SC23-Artifacts

Source codes and scripts for reproducibility.

Prerequisite

Hardwares

We suggest using the same(or similar) hardware configurations for reproducing the measurement in the paper:

Server: Inspur NS5488m5 blade server (in Inspur i48 rack)
2 x Intel Xeon Gold 6248 (fixed at 2.5GHz)
12 x 16GiB DDR4-2666 RAM

We noted that the memory foot print of the experiment is up to 98GiB, and users need at least 20GiB disk space for experiment data.

Softwares

The server for running timing and FilT algorithm must have following softwares installed:

GCC-9.3.0
Python-3.10
OpenMPI (>4.0.5)
Openblas-0.3.17
GNU Scientific Library - 2.17
PAPI-6.0.0.1

Meanwhile, all these softwares should be existed in the relative path in environment variables.

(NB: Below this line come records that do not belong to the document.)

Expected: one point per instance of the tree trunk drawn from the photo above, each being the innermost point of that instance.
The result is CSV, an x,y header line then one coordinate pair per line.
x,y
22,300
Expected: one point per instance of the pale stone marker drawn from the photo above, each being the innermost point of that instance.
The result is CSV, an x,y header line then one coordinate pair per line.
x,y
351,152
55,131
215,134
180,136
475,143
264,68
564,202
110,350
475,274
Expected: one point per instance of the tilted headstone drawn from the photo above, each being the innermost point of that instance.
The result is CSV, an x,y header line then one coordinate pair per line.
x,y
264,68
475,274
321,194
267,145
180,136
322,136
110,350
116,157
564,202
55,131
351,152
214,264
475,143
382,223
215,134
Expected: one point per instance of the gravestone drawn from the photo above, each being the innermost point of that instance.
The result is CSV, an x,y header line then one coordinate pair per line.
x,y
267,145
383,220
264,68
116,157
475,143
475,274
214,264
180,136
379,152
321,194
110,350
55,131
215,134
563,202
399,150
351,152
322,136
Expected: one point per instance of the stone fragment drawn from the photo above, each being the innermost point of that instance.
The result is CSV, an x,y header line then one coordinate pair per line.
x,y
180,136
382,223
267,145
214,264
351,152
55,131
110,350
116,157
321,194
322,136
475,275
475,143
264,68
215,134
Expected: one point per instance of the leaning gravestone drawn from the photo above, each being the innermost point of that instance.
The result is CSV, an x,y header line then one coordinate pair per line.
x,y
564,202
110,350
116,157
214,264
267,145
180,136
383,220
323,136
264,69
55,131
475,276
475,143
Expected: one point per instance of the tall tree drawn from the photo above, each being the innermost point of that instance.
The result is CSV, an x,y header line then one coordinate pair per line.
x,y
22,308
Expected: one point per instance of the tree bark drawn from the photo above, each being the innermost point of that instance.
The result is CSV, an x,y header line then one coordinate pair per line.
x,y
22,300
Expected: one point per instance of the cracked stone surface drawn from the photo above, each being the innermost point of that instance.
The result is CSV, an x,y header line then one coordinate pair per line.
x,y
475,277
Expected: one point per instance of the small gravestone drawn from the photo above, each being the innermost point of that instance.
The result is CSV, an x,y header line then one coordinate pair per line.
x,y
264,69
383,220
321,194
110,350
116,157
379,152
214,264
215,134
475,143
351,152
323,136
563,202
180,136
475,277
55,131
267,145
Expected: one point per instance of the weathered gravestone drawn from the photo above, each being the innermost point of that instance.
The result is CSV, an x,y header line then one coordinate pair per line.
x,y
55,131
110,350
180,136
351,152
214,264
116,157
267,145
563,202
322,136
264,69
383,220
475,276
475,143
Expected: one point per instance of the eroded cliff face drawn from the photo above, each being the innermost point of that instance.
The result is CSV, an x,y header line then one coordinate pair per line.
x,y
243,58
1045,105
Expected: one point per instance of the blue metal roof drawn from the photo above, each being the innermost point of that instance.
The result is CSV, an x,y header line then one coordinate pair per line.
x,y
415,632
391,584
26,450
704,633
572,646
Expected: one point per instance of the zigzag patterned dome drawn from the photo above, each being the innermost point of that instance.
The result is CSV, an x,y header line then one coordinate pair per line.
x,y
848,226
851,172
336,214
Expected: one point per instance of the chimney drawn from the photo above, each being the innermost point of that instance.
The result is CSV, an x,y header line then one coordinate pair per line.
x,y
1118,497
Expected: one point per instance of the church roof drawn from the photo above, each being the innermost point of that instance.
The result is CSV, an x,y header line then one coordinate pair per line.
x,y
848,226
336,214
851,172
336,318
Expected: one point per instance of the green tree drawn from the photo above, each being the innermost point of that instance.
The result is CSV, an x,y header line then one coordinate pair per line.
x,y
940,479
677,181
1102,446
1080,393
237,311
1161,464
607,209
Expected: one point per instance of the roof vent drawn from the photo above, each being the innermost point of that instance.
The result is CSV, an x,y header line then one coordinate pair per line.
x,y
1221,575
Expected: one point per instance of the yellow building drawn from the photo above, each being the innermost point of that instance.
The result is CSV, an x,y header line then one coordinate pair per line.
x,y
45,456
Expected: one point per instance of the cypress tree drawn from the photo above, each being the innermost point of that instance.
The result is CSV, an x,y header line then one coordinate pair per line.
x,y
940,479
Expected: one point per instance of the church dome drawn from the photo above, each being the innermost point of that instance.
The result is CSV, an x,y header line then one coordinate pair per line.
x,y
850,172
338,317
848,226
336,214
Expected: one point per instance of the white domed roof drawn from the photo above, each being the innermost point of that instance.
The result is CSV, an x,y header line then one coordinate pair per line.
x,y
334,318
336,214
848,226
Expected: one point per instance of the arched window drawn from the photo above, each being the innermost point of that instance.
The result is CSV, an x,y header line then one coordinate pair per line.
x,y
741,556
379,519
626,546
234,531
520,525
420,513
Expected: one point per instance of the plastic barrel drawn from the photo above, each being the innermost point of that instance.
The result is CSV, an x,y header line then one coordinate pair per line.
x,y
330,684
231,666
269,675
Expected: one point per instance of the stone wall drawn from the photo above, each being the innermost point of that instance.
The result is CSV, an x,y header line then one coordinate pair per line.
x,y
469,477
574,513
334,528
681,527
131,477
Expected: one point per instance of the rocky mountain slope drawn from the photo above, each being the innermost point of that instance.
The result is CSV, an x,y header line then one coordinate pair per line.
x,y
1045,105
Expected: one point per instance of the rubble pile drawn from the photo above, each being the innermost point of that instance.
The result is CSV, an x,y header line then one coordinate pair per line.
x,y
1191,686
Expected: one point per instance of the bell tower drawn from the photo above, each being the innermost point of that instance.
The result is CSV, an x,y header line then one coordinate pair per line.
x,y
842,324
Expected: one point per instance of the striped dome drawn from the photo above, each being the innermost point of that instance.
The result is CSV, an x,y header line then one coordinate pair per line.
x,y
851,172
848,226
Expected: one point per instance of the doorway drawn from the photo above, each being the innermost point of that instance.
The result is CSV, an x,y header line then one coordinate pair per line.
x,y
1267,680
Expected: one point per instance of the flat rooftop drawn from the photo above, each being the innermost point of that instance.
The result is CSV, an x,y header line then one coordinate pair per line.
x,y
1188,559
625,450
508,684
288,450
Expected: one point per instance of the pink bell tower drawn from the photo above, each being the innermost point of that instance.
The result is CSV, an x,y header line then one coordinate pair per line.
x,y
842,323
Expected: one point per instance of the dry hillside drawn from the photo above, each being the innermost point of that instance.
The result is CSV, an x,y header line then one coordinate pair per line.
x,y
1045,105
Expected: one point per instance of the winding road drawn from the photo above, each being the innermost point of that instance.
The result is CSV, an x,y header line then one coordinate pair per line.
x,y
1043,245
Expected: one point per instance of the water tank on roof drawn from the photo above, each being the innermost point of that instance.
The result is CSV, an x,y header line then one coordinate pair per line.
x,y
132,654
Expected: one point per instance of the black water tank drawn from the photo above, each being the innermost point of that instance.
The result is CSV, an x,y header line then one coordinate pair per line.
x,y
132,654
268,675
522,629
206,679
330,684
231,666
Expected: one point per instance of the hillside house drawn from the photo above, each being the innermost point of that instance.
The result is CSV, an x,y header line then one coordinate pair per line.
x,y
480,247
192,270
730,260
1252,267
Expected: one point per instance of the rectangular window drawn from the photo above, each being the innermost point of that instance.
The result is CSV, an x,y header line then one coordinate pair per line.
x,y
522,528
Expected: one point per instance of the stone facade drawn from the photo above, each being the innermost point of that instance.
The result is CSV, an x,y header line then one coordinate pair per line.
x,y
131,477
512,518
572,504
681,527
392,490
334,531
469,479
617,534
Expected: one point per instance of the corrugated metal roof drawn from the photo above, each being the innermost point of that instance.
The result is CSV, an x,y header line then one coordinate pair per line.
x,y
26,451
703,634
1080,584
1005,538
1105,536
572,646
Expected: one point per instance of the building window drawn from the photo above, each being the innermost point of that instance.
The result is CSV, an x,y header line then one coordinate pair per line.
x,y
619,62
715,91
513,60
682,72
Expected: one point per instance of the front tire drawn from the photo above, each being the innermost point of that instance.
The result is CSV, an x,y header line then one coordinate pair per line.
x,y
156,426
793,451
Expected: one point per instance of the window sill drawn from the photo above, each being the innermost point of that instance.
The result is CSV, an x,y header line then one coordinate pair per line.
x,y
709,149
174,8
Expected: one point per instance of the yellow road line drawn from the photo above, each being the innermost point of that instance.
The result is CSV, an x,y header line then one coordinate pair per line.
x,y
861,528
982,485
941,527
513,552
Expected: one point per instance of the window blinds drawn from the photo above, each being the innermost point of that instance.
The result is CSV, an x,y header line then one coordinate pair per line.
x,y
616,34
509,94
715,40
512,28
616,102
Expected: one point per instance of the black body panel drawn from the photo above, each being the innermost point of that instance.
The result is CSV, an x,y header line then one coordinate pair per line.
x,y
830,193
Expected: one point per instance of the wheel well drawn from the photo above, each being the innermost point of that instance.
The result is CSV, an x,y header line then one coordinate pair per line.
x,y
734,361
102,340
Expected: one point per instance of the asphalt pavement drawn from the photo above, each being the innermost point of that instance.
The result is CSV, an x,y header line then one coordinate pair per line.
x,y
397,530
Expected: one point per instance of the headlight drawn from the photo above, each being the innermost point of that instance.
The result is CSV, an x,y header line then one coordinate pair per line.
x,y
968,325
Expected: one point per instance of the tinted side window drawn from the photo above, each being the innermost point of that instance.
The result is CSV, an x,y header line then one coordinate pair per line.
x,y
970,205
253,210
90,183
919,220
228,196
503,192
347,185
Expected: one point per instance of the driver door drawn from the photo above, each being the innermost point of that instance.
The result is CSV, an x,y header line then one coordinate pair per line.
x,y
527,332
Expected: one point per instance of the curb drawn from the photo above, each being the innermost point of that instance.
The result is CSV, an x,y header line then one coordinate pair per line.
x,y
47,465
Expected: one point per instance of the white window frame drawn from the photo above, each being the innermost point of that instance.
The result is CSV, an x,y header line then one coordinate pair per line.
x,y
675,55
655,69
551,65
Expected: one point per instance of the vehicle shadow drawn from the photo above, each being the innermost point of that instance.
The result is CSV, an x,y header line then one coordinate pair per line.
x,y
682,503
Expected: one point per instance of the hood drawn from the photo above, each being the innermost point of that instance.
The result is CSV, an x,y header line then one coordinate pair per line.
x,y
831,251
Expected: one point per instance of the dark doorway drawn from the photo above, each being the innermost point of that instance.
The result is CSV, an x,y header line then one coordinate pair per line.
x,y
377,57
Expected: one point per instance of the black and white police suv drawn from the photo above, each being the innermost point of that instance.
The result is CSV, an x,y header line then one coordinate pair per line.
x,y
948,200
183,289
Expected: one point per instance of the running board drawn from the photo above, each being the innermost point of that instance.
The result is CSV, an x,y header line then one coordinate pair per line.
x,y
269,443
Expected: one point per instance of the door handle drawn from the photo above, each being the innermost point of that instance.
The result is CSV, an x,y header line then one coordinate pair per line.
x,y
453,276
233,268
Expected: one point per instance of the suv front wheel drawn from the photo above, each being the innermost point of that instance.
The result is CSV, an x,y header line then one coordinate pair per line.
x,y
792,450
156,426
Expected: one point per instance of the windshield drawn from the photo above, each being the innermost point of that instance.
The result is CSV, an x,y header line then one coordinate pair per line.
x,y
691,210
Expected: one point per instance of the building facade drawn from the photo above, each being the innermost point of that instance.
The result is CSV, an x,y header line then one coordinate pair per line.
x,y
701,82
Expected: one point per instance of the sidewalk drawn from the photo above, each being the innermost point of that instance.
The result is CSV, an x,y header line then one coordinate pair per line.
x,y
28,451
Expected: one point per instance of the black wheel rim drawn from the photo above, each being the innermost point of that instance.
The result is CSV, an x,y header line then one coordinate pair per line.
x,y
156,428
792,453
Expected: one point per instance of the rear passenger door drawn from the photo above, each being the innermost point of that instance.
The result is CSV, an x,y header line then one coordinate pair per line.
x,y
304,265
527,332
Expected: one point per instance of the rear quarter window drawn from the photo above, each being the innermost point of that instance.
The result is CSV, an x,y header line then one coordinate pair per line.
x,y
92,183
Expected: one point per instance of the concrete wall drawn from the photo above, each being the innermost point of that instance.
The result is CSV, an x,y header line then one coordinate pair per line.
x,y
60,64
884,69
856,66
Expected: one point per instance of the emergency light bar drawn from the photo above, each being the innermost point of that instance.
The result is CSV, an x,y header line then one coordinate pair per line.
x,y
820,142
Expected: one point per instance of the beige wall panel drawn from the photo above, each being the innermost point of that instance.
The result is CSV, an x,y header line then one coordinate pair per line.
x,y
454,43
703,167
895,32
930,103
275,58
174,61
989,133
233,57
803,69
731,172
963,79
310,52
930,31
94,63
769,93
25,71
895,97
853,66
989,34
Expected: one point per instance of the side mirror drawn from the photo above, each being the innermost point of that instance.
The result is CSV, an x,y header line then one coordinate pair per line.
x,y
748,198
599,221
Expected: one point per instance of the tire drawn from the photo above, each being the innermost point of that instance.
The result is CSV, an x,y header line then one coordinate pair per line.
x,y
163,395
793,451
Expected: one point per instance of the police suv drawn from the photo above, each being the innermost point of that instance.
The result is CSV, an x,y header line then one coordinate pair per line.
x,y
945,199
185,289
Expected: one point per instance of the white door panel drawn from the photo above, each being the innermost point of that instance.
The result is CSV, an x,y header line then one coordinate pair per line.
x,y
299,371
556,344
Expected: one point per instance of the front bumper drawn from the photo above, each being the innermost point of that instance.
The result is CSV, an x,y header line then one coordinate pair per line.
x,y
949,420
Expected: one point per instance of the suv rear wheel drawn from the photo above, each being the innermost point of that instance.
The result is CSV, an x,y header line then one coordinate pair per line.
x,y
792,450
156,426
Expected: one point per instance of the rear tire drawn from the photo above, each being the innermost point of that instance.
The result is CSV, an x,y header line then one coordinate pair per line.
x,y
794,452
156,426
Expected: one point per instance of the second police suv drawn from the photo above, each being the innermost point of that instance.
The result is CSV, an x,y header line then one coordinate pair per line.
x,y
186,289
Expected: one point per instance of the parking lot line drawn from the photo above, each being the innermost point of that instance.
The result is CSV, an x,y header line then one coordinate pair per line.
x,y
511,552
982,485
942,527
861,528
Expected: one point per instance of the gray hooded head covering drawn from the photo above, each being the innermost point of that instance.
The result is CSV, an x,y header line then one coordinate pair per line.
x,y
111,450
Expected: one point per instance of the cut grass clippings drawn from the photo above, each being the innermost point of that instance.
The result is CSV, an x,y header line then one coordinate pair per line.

E.g.:

$ export
declare -x BLAS="/mnt/nvme/01-App/openblas-0.3.17_gcc930"
declare -x CPATH="/mnt/nvme/01-App/gcc-9.3.0/include:/mnt/nvme/01-App/openmpi-4.0.6_gcc930/include:/mnt/nvme/hpckey/01-App/03-x86-64-linux/papi-6.0.0_gnu9/include:/mnt/nvme/hpckey/01-App/03-x86-64-linux/libpfc_gnu9/include:/mnt/nvme/hpckey/01-App/03-x86-64-linux/gsl-2.7_gcc930/include:/mnt/nvme/hpckey/03-Project/perf_var/PerfHound/src/"
declare -x GCC="/mnt/nvme/01-App/gcc-9.3.0"
declare -x GSL="/mnt/nvme/hpckey/01-App/03-x86-64-linux/gsl-2.7_gcc930"
declare -x LD_LIBRARY_PATH="/mnt/nvme/01-App/gcc-9.3.0/lib:/mnt/nvme/01-App/gcc-9.3.0/lib64:/mnt/nvme/01-App/openmpi-4.0.6_gcc930/lib:/mnt/nvme/hpckey/01-App/03-x86-64-linux/papi-6.0.0_gnu9/lib:/mnt/nvme/hpckey/01-App/03-x86-64-linux/libpfc_gnu9/lib64:/mnt/nvme/01-App/openblas-0.3.17_gcc930/lib:/mnt/nvme/hpckey/01-App/03-x86-64-linux/g
sl-2.7_gcc930/lib:/mnt/nvme/hpckey/03-Project/perf_var/PerfHound/src/probe/lib:/usr/lib:/usr/lib64"
declare -x LIBRARY_PATH="/mnt/nvme/01-App/gcc-9.3.0/lib:/mnt/nvme/01-App/gcc-9.3.0/lib64:/mnt/nvme/01-App/openmpi-4.0.6_gcc930/lib:/mnt/nvme/hpckey/01-App/03-x86-64-linux/papi-6.0.0_gnu9/lib:/mnt/nvme/hpckey/01-App/03-x86-64-linux/libpfc_gnu9/lib64:/mnt/nvme/01-App/openblas-0.3.17_gcc930/lib:/mnt/nvme/hpckey/01-App/03-x86-64-linux/gsl-
2.7_gcc930/lib:/mnt/nvme/hpckey/03-Project/perf_var/PerfHound/src/probe/lib"
declare -x OPENMPI="/mnt/nvme/01-App/openmpi-4.0.6_gcc930"
declare -x PAPI="/mnt/nvme/hpckey/01-App/03-x86-64-linux/papi-6.0.0_gnu9"
declare -x PATH="/mnt/nvme/01-App/gcc-9.3.0/bin:/mnt/nvme/01-App/openmpi-4.0.6_gcc930/bin:/mnt/nvme/hpckey/01-App/03-x86-64-linux/papi-6.0.0_gnu9/bin:/mnt/nvme/hpckey/01-App/03-x86-64-linux/libpfc_gnu9/bin:/mnt/nvme/hpckey/01-App/03-x86-64-linux/gsl-2.7_gcc930/bin:/mnt/nvme/hpckey/03-Project/perf_var/PerfHound/src/probe/bin:/usr/local/bin:/usr/bin:/usr/local/sbin:/usr/sbin:/opt/puppetlabs/bin:/home/hpckey/.local/bin:/home/hpckey/bin"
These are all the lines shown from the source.